Wenn Sie Ihr Grundstück verkaufen und keine der eben genannten Punkte zutrifft, müssen Sie in der Regel den Gewinn versteuern. Die Steuer bemisst sich wiederum an der Differenz zwischen den Anschaffungskosten und dem Erlös, welcher sich durch den Verkauf ergibt.

Verkaufen Sie innerhalb der ersten zehn Jahre nach dem Grundstückskauf, müssen Sie die Spekulationssteuer zahlen. Die Gewerbesteuer muss nur in bestimmten Fällen gezahlt werden. Hierzu kommen wir weiter unten. Eine Umsatzsteuer wird beim Grundstücksverkauf in der Regel nicht fällig.

Grundstück verkaufen und Steuern vermeiden?
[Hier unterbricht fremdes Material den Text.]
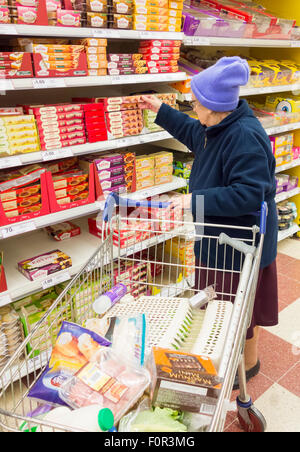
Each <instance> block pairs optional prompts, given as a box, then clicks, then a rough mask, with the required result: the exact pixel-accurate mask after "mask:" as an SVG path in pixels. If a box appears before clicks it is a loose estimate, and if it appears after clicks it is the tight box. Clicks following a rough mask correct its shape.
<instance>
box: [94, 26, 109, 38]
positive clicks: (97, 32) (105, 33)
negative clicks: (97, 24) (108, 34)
mask: <svg viewBox="0 0 300 452" xmlns="http://www.w3.org/2000/svg"><path fill="white" fill-rule="evenodd" d="M92 33H93V37H94V38H106V36H107V33H106V30H103V29H101V28H98V29H95V30H92Z"/></svg>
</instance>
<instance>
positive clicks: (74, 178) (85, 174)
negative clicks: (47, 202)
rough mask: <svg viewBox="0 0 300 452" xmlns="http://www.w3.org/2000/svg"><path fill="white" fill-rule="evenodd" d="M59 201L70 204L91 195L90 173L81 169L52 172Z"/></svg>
mask: <svg viewBox="0 0 300 452" xmlns="http://www.w3.org/2000/svg"><path fill="white" fill-rule="evenodd" d="M52 174H53V176H52V180H53V186H54V191H55V197H56V200H57V203H58V204H59V205H61V204H68V203H71V202H74V201H82V200H84V199H87V198H88V197H89V174H88V173H86V172H85V171H83V170H81V169H77V168H75V169H73V170H70V171H67V172H61V173H52Z"/></svg>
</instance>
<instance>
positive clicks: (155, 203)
mask: <svg viewBox="0 0 300 452" xmlns="http://www.w3.org/2000/svg"><path fill="white" fill-rule="evenodd" d="M170 205H171V203H170V202H159V201H158V202H153V201H136V200H134V199H128V198H122V197H121V196H119V195H117V194H116V193H109V195H108V196H107V198H106V201H105V206H104V210H103V221H104V222H105V223H107V222H108V221H110V220H111V218H112V214H113V210H114V207H115V206H121V207H153V208H158V209H167V208H168V207H169V206H170Z"/></svg>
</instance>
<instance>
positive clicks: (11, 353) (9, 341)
mask: <svg viewBox="0 0 300 452" xmlns="http://www.w3.org/2000/svg"><path fill="white" fill-rule="evenodd" d="M23 337H24V336H23V333H22V328H21V322H20V318H19V315H18V314H17V312H16V311H15V310H14V309H13V308H12V307H11V306H9V305H8V306H3V307H1V308H0V368H1V367H3V366H4V365H5V363H6V362H7V361H8V359H9V358H10V357H11V356H12V355H13V354H14V352H15V351H16V350H17V349H18V348H19V347H20V345H21V343H22V341H23Z"/></svg>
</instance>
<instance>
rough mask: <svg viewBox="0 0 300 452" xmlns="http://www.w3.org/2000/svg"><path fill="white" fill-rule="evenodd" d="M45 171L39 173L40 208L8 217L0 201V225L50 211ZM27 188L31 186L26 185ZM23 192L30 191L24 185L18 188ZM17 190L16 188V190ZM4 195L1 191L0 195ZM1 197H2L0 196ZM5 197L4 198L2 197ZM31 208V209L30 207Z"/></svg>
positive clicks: (13, 222)
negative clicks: (28, 186) (30, 211)
mask: <svg viewBox="0 0 300 452" xmlns="http://www.w3.org/2000/svg"><path fill="white" fill-rule="evenodd" d="M47 174H48V173H47V172H44V173H42V174H41V175H40V184H39V186H40V191H41V203H40V208H39V209H38V210H36V211H35V212H29V213H25V212H24V213H22V214H21V215H16V216H13V217H10V218H8V217H7V216H6V214H5V211H4V208H3V204H2V202H0V226H8V225H10V224H14V223H18V222H20V221H26V220H33V219H35V218H38V217H40V216H43V215H48V214H49V213H50V206H49V201H48V187H47ZM28 188H29V189H31V188H33V186H31V187H28ZM19 190H21V191H22V192H23V194H24V191H26V192H27V193H28V195H29V194H30V191H29V190H27V189H26V187H24V188H23V189H19ZM17 191H18V190H17ZM3 196H5V193H2V195H1V197H3ZM2 199H3V198H2ZM4 199H5V198H4ZM31 210H32V209H31Z"/></svg>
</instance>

So geht’s!

Entscheiden Sie sich für den Verkauf mehrerer Grundstücke, werden Sie als ein gewerblicher Grundstückhändler angesehen. Dies hat negative Auswirkungen auf Ihre zu entrichtende Steuern, da Sie nicht mehr von den steuerlichen Entlastungen für Privatverkäufer profitieren. Bereits ab dem Verkauf von drei Grundstücken kommt es in der Regel zu solch einer Einordnung seitens des Finanzamtes.

Eine weiterer Fall, durch den Sie, wenn Sie Ihr Grundstück verkaufen, Steuern zahlen müssen, ist die Erbschaft. Je nach Wert des Grundstücks und der sich darauf befindenden Immobilie müssen Sie beim Verkauf entsprechend hohe Summen als Erbschaftssteuer entrichten. Auch mögliche Spekulationssteuern können nach dem Erbe noch an Sie übertragen werden.